Ingredients for 1 servings:
- 5 eggs
- 200 g sugar
- 1 packet of vanilla sugar
- 150 g butter
- 125 g flour
- 75 g cornstarch
- 1 tsp baking powder
- 3 tbsp lemon juice
- 250 g butter, soft
- 500 g powdered sugar
- e.g. lemon juice
- n. B. lemon zest
- 1 package of chocolate coating, dark
Instructions
Working time approx. 1 hour 30 minutes; Rest time approx. 2 hours; Cooking/baking time approx. 25 minutes; Total time approx. 3 hours 55 minutes
For the lemon bases, preheat the oven to 200°C (top/bottom heat). Separate the eggs. Beat the egg whites until stiff peaks form. Beat the egg yolks with the sugar and vanilla sugar until fluffy. Melt the butter in a double boiler and let it cool. Stir the cooled butter into the egg yolk mixture. Mix the flour, cornstarch, and baking powder and stir into the mixture. Stir in the baking powder. Lightly fold in the beaten egg whites. Pour the batter into a springform pan and bake for 20-25 minutes at 160°C (top/bottom heat).
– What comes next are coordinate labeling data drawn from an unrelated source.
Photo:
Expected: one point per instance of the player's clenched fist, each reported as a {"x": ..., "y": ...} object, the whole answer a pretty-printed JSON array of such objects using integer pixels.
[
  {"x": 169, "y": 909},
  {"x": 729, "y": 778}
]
Let it cool. For the cream, beat the butter with lemon juice until fluffy—it can taste very lemony. Gradually sift in 400g of powdered sugar and stir in. If you like, add a little more lemon zest and stir in. If the cream is too soft and not spreadable, add the remaining powdered sugar and stir in. Halve the cooled base to create two equally thick layers. Place the first layer on a cake plate and spread a thick layer of frosting over the top. Then place the second layer on top and spread the frosting over the entire cake. Melt the glaze in a water bath and cover the cake either completely or in strips. Refrigerate the cake for at least 2 hours.